Our ongoing efforts to explore the Solar System...and beyond
Late last week, one of humanity’s most valiant emissaries, the Cassini Probe, met its end in the crushing atmosphere of Saturn. Cassini scientists dove the bus-sized robot into Saturn’s atmosphere on Friday, ending it’s almost 20-year mission in a literal blaze of glory.
Why they did this is fairly simple; after 20 years, Cassini was basically out of maneuvering fuel. (It’s on-board nuclear plant was good to go for a while, but that was just to keep things warm and to power experiments. It couldn’t steer anymore.)
So, to prevent Cassini from possibly crashing into, and contaminating, a Saturnian moon, they dove it into Saturn itself where no known hitch-hiking Earth microbes could possibly survive.
With its demise, Cassini joins the list of great probes that we have sent out into the Solar System. So, this month, I’d like to look back at some of those probes, and what they gave us.
Pioneer 10 and 11
Launched in 1972 and 1973, these twin probes became the first to encounter Jupiter and Saturn, respectively. Sending back a wealth of data and absolutely dazzling images, they were the first to explore the space beyond Mars and the Asteroid belt.
Both Pioneer craft have golden plaques attached to them showing what humans look like and how to find our solar system. (This is seen by some as a “Come and eat us!” invitation, but, honestly, you’d have to be really hungry to come all this way for a meal.)
Communication with both probes was lost more than a decade ago and both probes will eventually leave the solar system and enter Interstellar space.
Voyager 1 and 2
Launched in 1997, Voyager 1 and 2 were sent on what was called a “Grand Tour” of the Solar System. Voyager 1 visited Jupiter and Saturn, while Voyager 2 took a more leisurely path that allowed it to visit Jupiter, Saturn, Uranus and Neptune.
Among the more interesting discoveries of the Voyager probes were the volcanoes on Jupiter’s moon, Io, the “spokes” in Saturn’s rings, and the fact that Jupiter, Uranus and Neptune have ring systems themselves.
Both Voyager probes have video discs attached to them, along with the hardware and instructions necessary to build a play back device. These discs contain greetings from Earth in both audio and video formats. (The full content of these discs are available on the internet and are worth looking up if you are curious.)
The Voyagers are also on courses out of the Solar System. Voyager 1 actually left the Solar System a few years ago and is now the furthest man-made object in existence.
Galileo
Launched in 1989, the Galileo’s primary mission was to study Jupiter and follow up on the findings of earlier probes. Along the way, it encountered asteroids (finding the first asteroid with a moon of its own!), made observations of our moon and, using a set of criteria devised by Carl Sagan, detected life on Earth! (Making it the first example of the detection of life from space.)

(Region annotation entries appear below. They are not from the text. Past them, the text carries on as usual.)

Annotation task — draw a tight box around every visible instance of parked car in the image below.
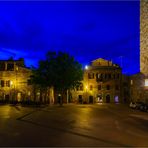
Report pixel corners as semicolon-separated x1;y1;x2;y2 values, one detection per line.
140;103;148;112
129;102;136;109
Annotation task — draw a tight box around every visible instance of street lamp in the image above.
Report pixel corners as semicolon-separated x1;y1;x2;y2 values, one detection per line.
85;65;88;70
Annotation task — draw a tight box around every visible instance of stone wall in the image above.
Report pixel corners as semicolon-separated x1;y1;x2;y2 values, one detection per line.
140;0;148;76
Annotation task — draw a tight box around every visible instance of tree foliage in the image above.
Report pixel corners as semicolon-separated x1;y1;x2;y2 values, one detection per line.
32;51;83;92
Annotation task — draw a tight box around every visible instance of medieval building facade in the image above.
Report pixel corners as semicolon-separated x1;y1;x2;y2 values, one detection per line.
130;0;148;103
72;58;129;103
0;59;54;103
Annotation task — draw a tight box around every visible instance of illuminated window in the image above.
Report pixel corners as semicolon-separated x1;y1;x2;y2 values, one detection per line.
27;79;32;85
88;73;94;79
106;85;110;90
90;85;93;90
0;63;5;71
1;80;5;87
145;79;148;86
7;64;14;71
115;85;119;90
131;80;133;85
6;80;10;87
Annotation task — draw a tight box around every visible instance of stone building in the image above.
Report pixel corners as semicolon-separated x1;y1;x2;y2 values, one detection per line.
130;0;148;103
0;59;31;102
0;58;54;103
72;58;129;103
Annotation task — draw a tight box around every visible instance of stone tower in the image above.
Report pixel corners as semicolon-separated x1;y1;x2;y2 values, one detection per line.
140;0;148;76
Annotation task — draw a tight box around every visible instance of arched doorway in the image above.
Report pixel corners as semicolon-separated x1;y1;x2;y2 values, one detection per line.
106;95;110;103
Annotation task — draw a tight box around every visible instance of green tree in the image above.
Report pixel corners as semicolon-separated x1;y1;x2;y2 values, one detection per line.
32;51;83;103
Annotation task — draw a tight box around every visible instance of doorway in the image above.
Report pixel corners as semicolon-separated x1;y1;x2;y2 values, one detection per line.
106;95;110;103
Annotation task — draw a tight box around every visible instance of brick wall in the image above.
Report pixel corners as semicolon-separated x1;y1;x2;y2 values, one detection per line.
140;0;148;76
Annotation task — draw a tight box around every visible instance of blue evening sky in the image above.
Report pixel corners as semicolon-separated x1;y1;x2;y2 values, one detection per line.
0;1;140;74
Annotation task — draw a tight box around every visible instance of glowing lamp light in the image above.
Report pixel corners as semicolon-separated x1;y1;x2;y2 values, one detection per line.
145;79;148;86
85;65;88;70
10;81;13;85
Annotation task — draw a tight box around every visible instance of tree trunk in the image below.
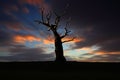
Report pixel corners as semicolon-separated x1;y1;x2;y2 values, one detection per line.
53;31;66;62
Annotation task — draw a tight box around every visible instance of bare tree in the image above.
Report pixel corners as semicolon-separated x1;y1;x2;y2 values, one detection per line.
35;8;74;62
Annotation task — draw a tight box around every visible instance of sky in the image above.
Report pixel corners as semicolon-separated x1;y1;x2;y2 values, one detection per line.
0;0;120;62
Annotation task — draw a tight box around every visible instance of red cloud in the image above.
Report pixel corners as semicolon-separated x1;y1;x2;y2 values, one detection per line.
13;35;41;43
22;7;29;13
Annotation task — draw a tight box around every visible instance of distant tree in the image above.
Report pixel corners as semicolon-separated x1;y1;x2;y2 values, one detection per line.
35;8;74;62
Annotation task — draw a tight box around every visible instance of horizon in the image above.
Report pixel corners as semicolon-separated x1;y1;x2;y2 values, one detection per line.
0;0;120;62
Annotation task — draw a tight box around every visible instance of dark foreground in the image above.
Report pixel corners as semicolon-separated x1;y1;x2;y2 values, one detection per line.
0;62;120;80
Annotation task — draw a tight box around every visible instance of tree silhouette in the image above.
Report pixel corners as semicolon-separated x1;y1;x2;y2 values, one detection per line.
35;8;74;62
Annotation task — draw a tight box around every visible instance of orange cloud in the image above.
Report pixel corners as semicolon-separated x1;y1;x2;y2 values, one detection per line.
13;35;41;43
22;7;29;13
4;22;23;31
43;37;84;44
95;51;120;55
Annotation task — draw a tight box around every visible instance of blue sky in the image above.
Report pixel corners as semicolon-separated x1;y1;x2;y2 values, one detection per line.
0;0;120;62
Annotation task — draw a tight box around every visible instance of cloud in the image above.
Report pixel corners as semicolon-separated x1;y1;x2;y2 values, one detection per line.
22;7;29;14
52;0;120;52
19;0;50;11
13;35;41;43
83;54;120;62
0;47;54;62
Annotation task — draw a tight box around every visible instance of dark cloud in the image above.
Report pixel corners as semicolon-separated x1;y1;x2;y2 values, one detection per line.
86;54;120;62
0;46;54;61
52;0;120;51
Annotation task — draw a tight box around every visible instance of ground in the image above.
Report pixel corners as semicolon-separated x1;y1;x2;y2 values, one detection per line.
0;62;120;80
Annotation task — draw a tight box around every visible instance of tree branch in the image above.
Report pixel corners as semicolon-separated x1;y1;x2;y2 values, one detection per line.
61;27;71;38
62;37;75;43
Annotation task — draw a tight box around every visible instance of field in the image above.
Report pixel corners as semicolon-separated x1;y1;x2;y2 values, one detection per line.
0;62;120;80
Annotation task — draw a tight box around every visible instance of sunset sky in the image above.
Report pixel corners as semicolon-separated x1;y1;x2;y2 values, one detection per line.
0;0;120;62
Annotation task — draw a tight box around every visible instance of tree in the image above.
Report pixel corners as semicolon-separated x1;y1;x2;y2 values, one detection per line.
35;8;74;62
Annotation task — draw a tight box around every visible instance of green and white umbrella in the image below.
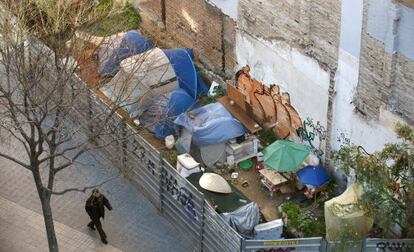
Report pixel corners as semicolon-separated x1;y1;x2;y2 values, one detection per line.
263;140;310;172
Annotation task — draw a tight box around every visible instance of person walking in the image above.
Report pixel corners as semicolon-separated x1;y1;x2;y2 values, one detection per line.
85;189;112;244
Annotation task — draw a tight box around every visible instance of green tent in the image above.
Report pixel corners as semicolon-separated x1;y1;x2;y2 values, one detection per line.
263;140;310;172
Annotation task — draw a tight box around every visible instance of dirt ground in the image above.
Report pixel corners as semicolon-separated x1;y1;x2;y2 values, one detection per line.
77;40;290;221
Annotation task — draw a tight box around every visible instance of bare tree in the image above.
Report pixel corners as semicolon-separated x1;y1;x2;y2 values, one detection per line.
0;0;176;251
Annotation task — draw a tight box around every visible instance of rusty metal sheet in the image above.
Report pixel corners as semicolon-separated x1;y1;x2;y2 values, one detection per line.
218;96;262;133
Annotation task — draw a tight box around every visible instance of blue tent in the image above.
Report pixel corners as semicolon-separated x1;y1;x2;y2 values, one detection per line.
98;31;154;77
296;166;331;187
174;103;246;146
163;48;207;100
155;88;195;138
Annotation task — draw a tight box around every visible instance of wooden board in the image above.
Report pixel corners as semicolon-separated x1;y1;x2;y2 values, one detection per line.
218;96;262;133
227;84;247;111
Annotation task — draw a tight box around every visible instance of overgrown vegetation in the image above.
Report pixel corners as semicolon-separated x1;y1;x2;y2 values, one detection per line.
257;129;277;147
198;86;226;105
282;202;325;237
333;124;414;238
87;0;141;36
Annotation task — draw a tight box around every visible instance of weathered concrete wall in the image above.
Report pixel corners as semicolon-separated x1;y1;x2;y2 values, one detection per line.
236;33;330;131
355;0;414;122
132;0;237;75
129;0;414;157
332;0;414;156
236;0;341;158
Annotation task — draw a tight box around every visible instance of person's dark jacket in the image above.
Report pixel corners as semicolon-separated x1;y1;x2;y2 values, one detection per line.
85;194;112;219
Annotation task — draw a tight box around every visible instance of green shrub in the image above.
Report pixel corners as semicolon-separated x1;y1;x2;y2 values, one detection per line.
87;0;141;36
198;86;226;105
282;202;325;237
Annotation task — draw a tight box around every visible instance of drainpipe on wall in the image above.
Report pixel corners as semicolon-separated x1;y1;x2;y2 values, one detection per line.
325;69;336;166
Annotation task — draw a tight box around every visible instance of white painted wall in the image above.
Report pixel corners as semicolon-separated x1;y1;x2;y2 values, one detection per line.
331;0;408;152
236;31;330;132
207;0;239;21
331;49;401;152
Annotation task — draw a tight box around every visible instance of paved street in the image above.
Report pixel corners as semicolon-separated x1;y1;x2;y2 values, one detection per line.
0;141;192;252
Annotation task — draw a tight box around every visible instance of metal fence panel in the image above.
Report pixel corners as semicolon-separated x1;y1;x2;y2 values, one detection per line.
203;202;242;252
243;237;325;252
363;239;414;252
160;161;204;251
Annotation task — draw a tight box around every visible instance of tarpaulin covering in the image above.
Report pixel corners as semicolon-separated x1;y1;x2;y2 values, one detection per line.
101;48;179;117
98;31;154;77
163;48;207;99
155;88;195;138
174;103;245;146
222;202;260;237
325;183;374;241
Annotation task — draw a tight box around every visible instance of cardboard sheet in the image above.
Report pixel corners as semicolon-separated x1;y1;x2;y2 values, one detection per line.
218;96;262;133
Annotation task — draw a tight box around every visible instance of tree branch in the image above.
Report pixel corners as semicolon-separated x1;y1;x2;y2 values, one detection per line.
0;153;32;171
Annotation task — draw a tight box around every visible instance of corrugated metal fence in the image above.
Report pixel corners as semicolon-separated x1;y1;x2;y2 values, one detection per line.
85;88;414;252
26;36;414;252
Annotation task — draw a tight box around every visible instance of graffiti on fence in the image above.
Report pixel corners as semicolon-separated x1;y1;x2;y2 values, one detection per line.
132;142;155;176
336;132;351;148
376;241;414;252
256;248;295;252
161;168;198;220
297;117;327;158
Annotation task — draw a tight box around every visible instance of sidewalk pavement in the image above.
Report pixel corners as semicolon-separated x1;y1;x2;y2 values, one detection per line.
0;142;193;252
0;197;121;252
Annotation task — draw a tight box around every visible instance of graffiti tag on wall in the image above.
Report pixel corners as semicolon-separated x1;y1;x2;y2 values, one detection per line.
376;241;414;252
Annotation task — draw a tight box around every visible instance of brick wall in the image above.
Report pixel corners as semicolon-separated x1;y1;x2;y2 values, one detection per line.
391;53;414;124
132;0;236;75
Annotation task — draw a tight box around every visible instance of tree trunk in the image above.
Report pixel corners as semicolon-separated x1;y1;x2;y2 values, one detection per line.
40;195;59;252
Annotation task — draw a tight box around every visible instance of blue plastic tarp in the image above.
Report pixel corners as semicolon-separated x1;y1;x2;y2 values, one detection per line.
98;31;154;77
174;103;246;146
163;48;207;100
296;166;331;187
155;88;195;138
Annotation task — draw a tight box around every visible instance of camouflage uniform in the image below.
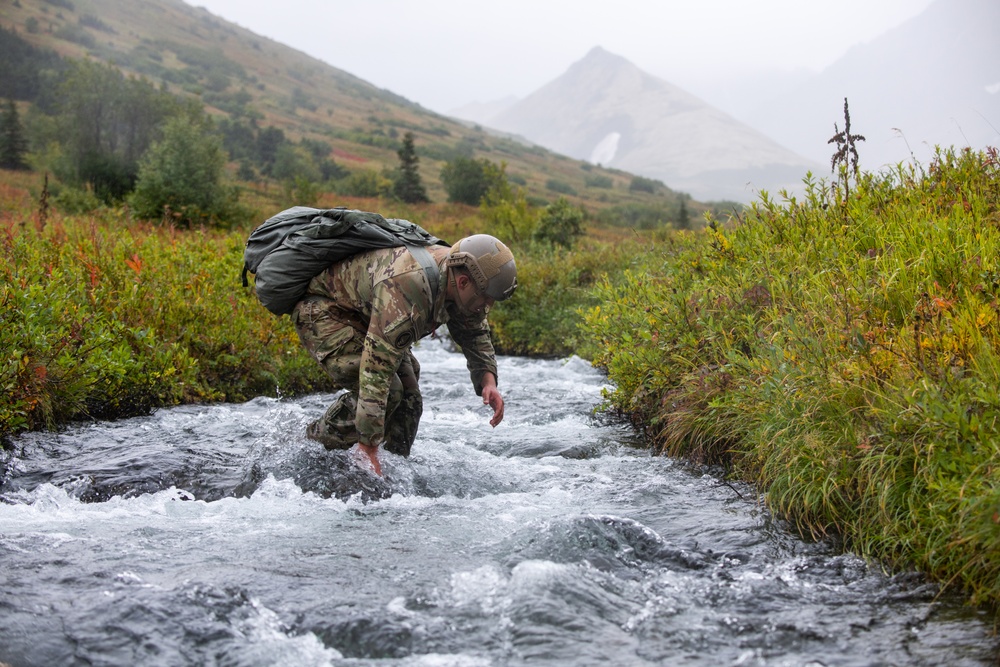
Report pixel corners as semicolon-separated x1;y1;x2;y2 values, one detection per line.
292;246;497;456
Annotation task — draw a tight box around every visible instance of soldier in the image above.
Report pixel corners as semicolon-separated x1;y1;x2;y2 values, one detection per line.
292;234;517;475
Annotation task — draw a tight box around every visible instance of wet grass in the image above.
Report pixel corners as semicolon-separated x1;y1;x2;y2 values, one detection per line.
586;150;1000;609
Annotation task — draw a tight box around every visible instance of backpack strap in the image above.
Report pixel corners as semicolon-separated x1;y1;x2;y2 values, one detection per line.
406;243;441;308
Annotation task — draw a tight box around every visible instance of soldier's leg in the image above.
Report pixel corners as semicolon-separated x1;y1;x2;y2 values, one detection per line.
292;297;410;451
292;297;364;449
385;351;424;456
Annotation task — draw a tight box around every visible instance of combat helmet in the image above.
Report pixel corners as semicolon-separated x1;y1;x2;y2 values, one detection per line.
447;234;517;301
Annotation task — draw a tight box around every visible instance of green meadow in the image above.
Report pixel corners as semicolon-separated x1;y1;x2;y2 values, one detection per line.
0;150;1000;609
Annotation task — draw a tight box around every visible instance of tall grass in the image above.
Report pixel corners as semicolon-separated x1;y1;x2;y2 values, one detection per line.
0;183;636;438
586;149;1000;605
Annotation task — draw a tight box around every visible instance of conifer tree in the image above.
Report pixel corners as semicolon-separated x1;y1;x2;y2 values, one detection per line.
394;132;430;204
0;100;28;169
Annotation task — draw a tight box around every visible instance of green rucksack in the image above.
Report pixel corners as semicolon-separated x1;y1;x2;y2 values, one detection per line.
243;206;449;316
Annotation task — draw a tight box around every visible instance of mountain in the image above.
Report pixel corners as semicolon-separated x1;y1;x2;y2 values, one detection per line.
478;47;819;202
0;0;699;214
448;95;517;126
744;0;1000;171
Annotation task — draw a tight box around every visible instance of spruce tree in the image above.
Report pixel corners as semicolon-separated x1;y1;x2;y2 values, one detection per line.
0;100;28;169
394;132;430;204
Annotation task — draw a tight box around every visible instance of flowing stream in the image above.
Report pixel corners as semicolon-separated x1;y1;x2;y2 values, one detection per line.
0;341;1000;667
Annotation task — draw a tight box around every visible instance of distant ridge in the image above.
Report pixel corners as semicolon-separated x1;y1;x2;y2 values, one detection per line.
746;0;1000;173
490;47;819;202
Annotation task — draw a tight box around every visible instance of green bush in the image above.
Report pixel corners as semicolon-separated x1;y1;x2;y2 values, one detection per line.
130;116;244;226
441;157;492;206
0;212;324;436
533;197;585;248
586;150;1000;606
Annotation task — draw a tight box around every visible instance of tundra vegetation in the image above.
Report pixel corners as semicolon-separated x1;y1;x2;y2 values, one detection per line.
0;10;1000;610
583;149;1000;609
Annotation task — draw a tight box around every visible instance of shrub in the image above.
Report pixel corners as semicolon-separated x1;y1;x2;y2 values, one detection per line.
534;197;585;248
586;149;1000;607
441;157;491;206
131;115;242;226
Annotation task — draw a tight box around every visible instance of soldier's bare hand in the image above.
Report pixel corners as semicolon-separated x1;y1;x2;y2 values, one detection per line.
352;442;382;477
483;385;503;428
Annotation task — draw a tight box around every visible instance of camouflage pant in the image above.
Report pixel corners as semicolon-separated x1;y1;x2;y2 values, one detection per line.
292;296;423;456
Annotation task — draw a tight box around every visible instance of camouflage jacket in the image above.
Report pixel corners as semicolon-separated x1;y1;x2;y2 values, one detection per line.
300;246;499;443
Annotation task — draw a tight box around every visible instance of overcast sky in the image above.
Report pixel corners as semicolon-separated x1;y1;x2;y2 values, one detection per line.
186;0;932;113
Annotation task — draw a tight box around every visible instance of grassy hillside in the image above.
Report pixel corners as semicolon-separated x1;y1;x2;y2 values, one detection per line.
0;0;720;221
587;149;1000;610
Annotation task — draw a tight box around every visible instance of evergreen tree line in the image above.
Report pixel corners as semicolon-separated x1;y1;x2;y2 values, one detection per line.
0;22;582;243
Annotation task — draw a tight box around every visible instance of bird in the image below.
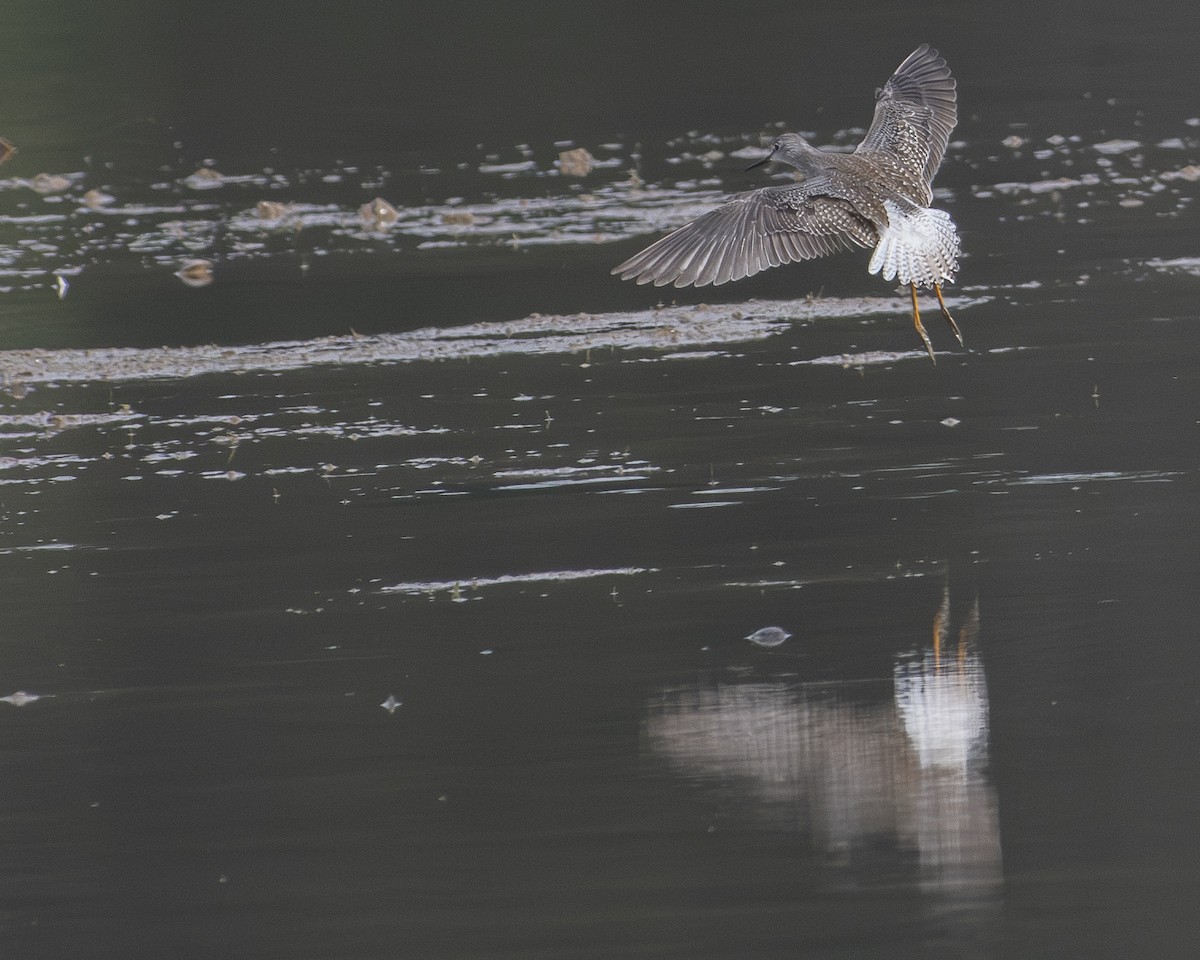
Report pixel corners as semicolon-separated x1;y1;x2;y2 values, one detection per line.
612;43;964;364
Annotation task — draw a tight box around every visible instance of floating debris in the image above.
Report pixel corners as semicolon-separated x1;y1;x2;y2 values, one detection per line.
746;626;791;647
1158;163;1200;184
0;690;42;707
254;200;292;220
175;260;212;287
184;167;224;190
83;190;116;210
1092;139;1141;156
442;210;475;227
359;197;400;226
28;173;71;197
558;146;596;176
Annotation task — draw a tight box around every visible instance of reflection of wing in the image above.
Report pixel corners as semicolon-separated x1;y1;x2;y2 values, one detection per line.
854;43;959;185
612;180;878;287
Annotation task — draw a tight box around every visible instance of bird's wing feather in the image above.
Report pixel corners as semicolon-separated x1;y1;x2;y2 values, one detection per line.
612;181;878;287
854;43;959;187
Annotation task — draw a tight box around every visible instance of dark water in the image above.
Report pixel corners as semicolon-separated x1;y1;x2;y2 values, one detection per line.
0;1;1200;959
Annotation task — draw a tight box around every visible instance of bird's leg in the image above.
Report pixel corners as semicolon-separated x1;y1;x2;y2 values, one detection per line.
934;283;967;347
908;283;937;364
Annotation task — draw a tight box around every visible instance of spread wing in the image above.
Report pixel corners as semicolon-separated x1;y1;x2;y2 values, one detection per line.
612;180;878;287
854;43;959;187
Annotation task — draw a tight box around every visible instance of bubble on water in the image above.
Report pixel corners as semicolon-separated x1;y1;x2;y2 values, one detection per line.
746;626;791;647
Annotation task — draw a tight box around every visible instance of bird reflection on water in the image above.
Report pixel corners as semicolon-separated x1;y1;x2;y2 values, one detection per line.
644;587;1001;904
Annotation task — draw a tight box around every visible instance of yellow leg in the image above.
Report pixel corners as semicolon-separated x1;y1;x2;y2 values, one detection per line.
934;283;967;347
908;283;937;364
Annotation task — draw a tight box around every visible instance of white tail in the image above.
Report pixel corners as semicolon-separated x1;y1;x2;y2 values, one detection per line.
866;200;960;287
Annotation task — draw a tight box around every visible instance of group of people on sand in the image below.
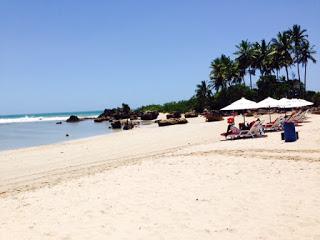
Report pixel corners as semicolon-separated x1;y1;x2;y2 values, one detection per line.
221;110;309;139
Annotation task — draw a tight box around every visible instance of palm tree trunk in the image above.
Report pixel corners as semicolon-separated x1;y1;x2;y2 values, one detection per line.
285;66;289;81
297;63;301;82
304;63;307;92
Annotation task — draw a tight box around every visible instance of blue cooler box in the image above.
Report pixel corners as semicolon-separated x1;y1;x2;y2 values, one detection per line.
283;122;297;142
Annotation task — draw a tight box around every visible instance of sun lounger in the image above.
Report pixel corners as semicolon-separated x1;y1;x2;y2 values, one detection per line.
226;121;264;140
263;117;284;132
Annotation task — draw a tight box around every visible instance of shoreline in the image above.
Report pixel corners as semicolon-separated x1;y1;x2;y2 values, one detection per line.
0;115;320;240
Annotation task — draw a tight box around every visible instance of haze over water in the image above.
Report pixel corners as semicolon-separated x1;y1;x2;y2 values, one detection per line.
0;111;114;151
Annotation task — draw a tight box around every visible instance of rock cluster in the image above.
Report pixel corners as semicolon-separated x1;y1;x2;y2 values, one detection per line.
140;111;159;120
66;115;81;122
157;118;188;127
166;112;181;119
184;112;198;118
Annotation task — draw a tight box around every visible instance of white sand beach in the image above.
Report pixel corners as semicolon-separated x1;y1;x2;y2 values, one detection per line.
0;115;320;240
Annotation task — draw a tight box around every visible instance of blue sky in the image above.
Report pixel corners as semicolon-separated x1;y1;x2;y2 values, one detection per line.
0;0;320;115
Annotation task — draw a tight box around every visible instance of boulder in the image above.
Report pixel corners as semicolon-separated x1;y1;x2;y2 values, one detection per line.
157;118;188;127
184;112;198;118
93;116;110;122
205;112;223;122
141;111;159;120
66;115;80;122
111;120;121;129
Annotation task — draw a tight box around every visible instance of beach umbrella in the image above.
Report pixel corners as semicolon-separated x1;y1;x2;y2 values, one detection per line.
279;98;296;108
220;97;258;122
298;98;313;106
257;97;279;122
279;98;313;108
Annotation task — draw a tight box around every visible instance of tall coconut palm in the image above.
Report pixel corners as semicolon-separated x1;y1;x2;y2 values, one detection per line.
234;40;253;89
288;24;308;81
253;39;274;76
299;40;317;91
272;32;293;80
210;58;226;91
196;81;212;108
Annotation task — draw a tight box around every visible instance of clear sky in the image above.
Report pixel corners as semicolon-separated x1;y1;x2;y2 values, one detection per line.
0;0;320;114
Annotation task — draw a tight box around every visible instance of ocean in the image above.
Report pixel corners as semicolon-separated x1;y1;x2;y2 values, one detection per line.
0;111;115;151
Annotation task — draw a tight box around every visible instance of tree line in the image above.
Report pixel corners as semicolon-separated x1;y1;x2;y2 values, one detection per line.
138;25;320;112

Once at Jupiter, the hits kept coming. First, it deposited a probe into Jupiter’s upper atmosphere to study that strange environment. It also found that Io is insanely volcanic, with about 100 times the volcanic activity we have here. And, it found lots of evidence that Jupiter’s moon Europa has a subsurface water ocean, which might contain at least microbial life.
The Galileo mission ended similarly to the Cassini mission, with team scientists sending the probe into Jupiter itself, so that it couldn’t accidentally contaminate Europa or any of the other Jovian moons.
New Horizons
Finally, we have the New Horizons probe, which flew past Pluto in July of 2015. This was the first time Pluto had ever been visited, and, to get there in a timely fashion, the probe was sent streaking past Pluto at a speed that kept it from going into orbit. But, even at this high speed (38,000 mph), it still managed to send back breathtaking images of a truly alien world unlike any we’d seen before.
And now, New Horizons is set to encounter another object unlike any other. In January 2019, the New Horizons probe will fly by an object so remote that it doesn’t even have a proper name yet: “(486958) 2014 MU69”. So, here’s to the great probes like Cassini and the dedicated teams that keep them flying. Thank you all for expanding our knowledge of, and out into, the universe.
Steven W. Disbrow is a programmer who specializes in e-commerce and mobile systems development, an entrepreneur, comic-book nerd, writer, improviser, actor, sometime television personality and parent of two human children.